Toronto’s Rafer Alston is in Sam Mitchell’s doghouse again, and the Star’s Dave Feschuk writes that the Raptors shoudn’t be surprised at how things have turned out.

He’s the same guy who was kicked off his junior-college team after he, according to a 1997 report in the Los Angeles Times, dropped a weight on the groin of a sleeping teammate with whom he had argued.

He’s the same guy who faced misdemeanour battery charges twice in the late 1990s, once for beating up a neighbour who complained Alston’s music was too loud, another time for striking a former girlfriend outside the weight room at Fresno State University.

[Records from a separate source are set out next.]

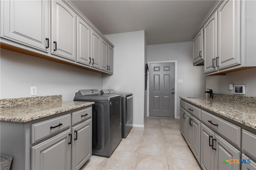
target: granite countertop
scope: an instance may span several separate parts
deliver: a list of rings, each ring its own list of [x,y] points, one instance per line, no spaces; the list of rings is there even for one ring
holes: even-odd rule
[[[214,98],[212,99],[204,97],[180,98],[185,101],[256,129],[255,98],[252,98],[252,100],[250,101],[250,100],[244,100],[244,102],[242,102],[239,99],[234,101],[226,98]]]
[[[12,99],[13,100],[13,99]],[[27,101],[27,98],[26,100]],[[10,101],[10,100],[9,100]],[[30,100],[30,102],[31,102]],[[34,104],[25,104],[24,103],[22,103],[21,106],[2,107],[0,109],[0,120],[24,123],[94,104],[94,102],[90,102],[62,101],[59,100],[56,100],[51,101],[50,100],[47,102],[42,103],[40,101],[40,103],[34,103]],[[7,103],[10,104],[10,102],[6,102]]]

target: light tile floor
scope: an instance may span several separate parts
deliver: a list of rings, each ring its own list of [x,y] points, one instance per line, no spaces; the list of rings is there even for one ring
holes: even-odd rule
[[[179,119],[147,117],[133,127],[111,156],[92,155],[83,170],[200,170],[180,134]]]

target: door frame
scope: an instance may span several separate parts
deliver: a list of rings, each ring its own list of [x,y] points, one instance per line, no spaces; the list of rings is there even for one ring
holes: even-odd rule
[[[150,64],[154,64],[154,63],[174,63],[174,66],[175,66],[175,83],[174,83],[174,118],[178,118],[180,117],[178,115],[177,115],[177,60],[169,60],[169,61],[148,61],[148,66],[149,66]],[[148,81],[149,82],[149,70],[148,71]],[[149,116],[149,83],[147,83],[147,89],[148,92],[147,92],[147,116]],[[146,120],[146,119],[145,119]],[[145,122],[144,122],[145,123]],[[144,123],[145,124],[145,123]]]

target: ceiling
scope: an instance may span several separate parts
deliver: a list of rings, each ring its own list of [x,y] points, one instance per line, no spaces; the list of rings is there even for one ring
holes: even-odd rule
[[[104,35],[145,30],[148,45],[191,41],[216,0],[70,0]]]

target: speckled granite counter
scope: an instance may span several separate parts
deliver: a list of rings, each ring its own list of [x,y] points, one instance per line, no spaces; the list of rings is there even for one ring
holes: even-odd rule
[[[256,98],[251,98],[250,100],[250,98],[246,97],[238,102],[233,100],[233,97],[229,99],[226,96],[222,96],[219,95],[212,99],[203,97],[180,98],[185,101],[256,129]],[[243,100],[246,101],[242,103],[241,100]]]
[[[51,98],[52,96],[52,98]],[[82,107],[94,104],[94,102],[66,102],[59,100],[60,97],[61,99],[61,96],[47,96],[47,98],[50,99],[45,101],[38,100],[36,98],[23,98],[28,103],[24,102],[20,99],[7,99],[1,100],[1,104],[4,100],[5,104],[9,106],[9,107],[2,107],[0,109],[0,120],[10,121],[17,122],[26,122],[33,120],[46,117],[51,115],[60,113],[65,111],[69,111],[79,108]],[[42,99],[42,97],[38,97]],[[34,98],[31,99],[31,98]],[[28,100],[28,99],[29,99]],[[54,100],[52,100],[52,99]],[[20,105],[15,105],[15,106],[12,107],[13,105],[10,105],[10,102],[7,102],[9,100],[11,101],[18,101]],[[33,104],[31,105],[31,101],[33,101]],[[34,102],[37,101],[35,103]],[[15,103],[15,102],[14,102]],[[21,104],[20,104],[21,103]],[[3,104],[6,106],[6,104]]]

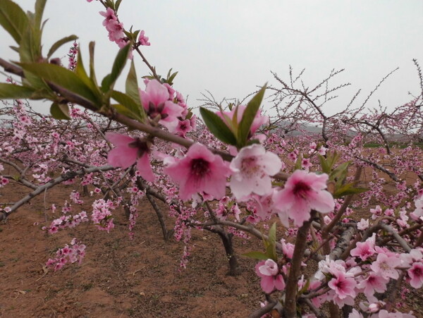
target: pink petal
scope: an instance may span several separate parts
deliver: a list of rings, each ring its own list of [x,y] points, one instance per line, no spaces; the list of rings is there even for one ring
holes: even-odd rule
[[[149,156],[147,153],[145,153],[138,159],[137,169],[140,171],[140,173],[141,173],[141,176],[147,181],[154,182],[156,180],[156,177],[153,174],[152,165],[149,162]]]

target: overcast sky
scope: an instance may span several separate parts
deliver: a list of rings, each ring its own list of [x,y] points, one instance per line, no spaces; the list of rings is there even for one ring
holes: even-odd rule
[[[15,1],[33,10],[35,1]],[[75,34],[87,61],[88,43],[94,40],[97,78],[102,78],[118,47],[109,41],[99,11],[102,6],[95,1],[48,1],[44,53],[56,39]],[[423,67],[422,13],[421,0],[123,0],[118,16],[125,28],[145,30],[151,46],[142,49],[158,73],[166,75],[171,68],[179,71],[174,87],[189,96],[191,107],[200,104],[197,99],[205,90],[216,99],[242,99],[257,85],[274,84],[271,70],[288,79],[291,65],[296,71],[306,68],[304,80],[309,86],[332,68],[345,68],[334,84],[352,85],[329,105],[333,111],[358,88],[364,100],[397,66],[369,105],[380,99],[394,108],[410,101],[408,92],[418,94],[412,59]],[[0,56],[16,59],[8,47],[13,39],[2,29],[0,39]],[[67,49],[57,56],[66,56]],[[135,61],[139,76],[147,75],[137,56]]]

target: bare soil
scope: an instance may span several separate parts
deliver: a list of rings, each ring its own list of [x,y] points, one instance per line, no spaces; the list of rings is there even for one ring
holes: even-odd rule
[[[11,188],[9,187],[8,188]],[[0,202],[13,202],[26,192],[0,189]],[[72,188],[49,190],[45,207],[59,207]],[[25,191],[25,192],[24,192]],[[76,207],[90,214],[90,197]],[[91,200],[90,200],[91,199]],[[78,209],[79,208],[79,209]],[[193,249],[186,269],[180,267],[183,245],[165,242],[156,214],[144,202],[133,240],[128,238],[123,211],[115,210],[110,233],[82,224],[47,236],[41,227],[60,216],[44,210],[42,195],[0,225],[0,316],[2,317],[246,317],[263,300],[255,261],[240,257],[240,276],[228,276],[219,238],[193,231]],[[171,220],[168,221],[171,228]],[[38,224],[34,225],[34,224]],[[46,271],[46,261],[76,237],[87,245],[82,264]],[[254,241],[254,243],[253,243]],[[257,240],[238,238],[238,255],[261,249]],[[257,243],[257,244],[256,244]],[[248,245],[248,246],[246,246]]]

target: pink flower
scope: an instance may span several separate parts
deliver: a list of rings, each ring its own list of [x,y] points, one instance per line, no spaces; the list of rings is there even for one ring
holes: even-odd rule
[[[275,154],[266,152],[261,145],[245,147],[229,166],[233,173],[231,190],[238,200],[254,192],[264,195],[271,192],[269,176],[279,172],[282,163]]]
[[[285,188],[274,197],[275,208],[282,224],[288,226],[288,217],[300,226],[310,218],[312,209],[320,213],[333,210],[335,203],[332,195],[325,190],[327,174],[308,173],[296,170],[289,177]]]
[[[419,288],[423,286],[423,263],[417,262],[413,263],[410,269],[407,271],[411,279],[410,285],[415,288]]]
[[[312,164],[312,161],[310,161],[309,158],[302,158],[302,160],[301,161],[301,168],[304,170],[308,171],[312,165],[313,164]]]
[[[384,293],[386,290],[386,284],[388,281],[388,279],[375,273],[370,273],[366,279],[359,283],[357,288],[363,290],[369,301],[374,302],[376,300],[373,296],[374,292]]]
[[[395,267],[399,266],[401,261],[395,256],[388,256],[386,254],[380,253],[377,255],[376,262],[374,262],[370,268],[373,271],[379,274],[384,279],[398,279],[399,277],[398,271]]]
[[[148,37],[146,37],[145,35],[145,32],[144,32],[144,30],[142,30],[140,32],[140,37],[138,37],[138,42],[141,45],[149,46],[150,45],[150,42],[148,42]]]
[[[190,147],[184,158],[171,163],[164,171],[179,185],[182,200],[189,200],[200,191],[214,199],[221,198],[225,195],[226,178],[231,173],[220,156],[198,143]]]
[[[357,224],[357,228],[361,231],[364,231],[366,228],[369,227],[369,219],[362,219],[360,222]]]
[[[136,161],[137,169],[142,178],[150,182],[155,180],[149,163],[148,155],[149,149],[146,142],[140,138],[133,138],[114,133],[107,133],[106,137],[116,146],[109,152],[107,155],[109,164],[125,169]]]
[[[149,117],[154,119],[159,115],[159,123],[173,133],[184,109],[171,100],[168,89],[158,80],[149,80],[145,91],[140,90],[140,97]]]
[[[233,107],[231,111],[217,111],[216,114],[223,120],[228,127],[231,127],[232,125],[228,123],[228,118],[225,118],[225,116],[229,117],[229,118],[232,121],[233,119],[233,116],[235,115],[235,111],[238,109],[236,120],[237,123],[239,123],[243,118],[243,114],[244,114],[246,108],[247,107],[244,105],[238,105],[236,107]],[[254,135],[259,127],[264,123],[266,123],[268,121],[269,117],[266,116],[262,116],[261,111],[259,110],[259,111],[257,111],[254,120],[252,121],[252,123],[251,124],[251,135]]]
[[[262,278],[260,286],[264,293],[270,293],[275,288],[283,291],[285,288],[285,281],[279,274],[278,264],[271,259],[259,262],[255,267],[256,274]]]

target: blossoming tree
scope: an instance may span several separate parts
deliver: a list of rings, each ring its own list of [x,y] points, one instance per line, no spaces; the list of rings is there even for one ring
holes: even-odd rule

He’s the same guy who spent a month in county jail after he refused to complete the anger-management course that was a condition of his parole in one of those cases; who spent the 1998-99 season on the NBA’s suspended list because of his prolific entanglements with the justice system.

So if you’re of the belief that people rarely change ” and that coddled street-ball superstars who’ve been heralded as legends since puberty have almost no impetus to play by the rules of society ” this season’s Alston-centric turbulence isn’t exactly a shocker.

Raptors GM Rob Babcock, when asked earlier this season about Alston’s many transgressions, sloughed them off as ancient history. He said Alston’s a changed man, a “character guy,” even. But perhaps that’s because Alston never had a long-term guaranteed contract until he landed in Toronto this summer. Perhaps that’s because now that Alston is a guaranteed multi-millionaire ” unless, that is, he does something crazy and quits the league ” there’s little incentive to snuff his short, short fuse.

One night in Boston last month, Alston threatened to quit the NBA after Mitchell benched him for taking an ill-advised technical foul. It wasn’t a heat-of-the-moment threat. The next morning, Alston was still simmering, still talking as though he was considering a career on another continent and the forfeiture of millions.

You could almost see his side of the argument. He pointed out he was one of a short list of Raptors who was actually busting his butt, and he was right.

But that message got lost in Alston’s I’m-outta-here hyperbole. It was only a couple of weeks later that he finally admitted his words had been “irrational.” But Alston had already embarrassed the club, not to mention himself, on that occasion. Now he’s done it again. And if you’ve been following his career for the past decade, can you really claim surprise?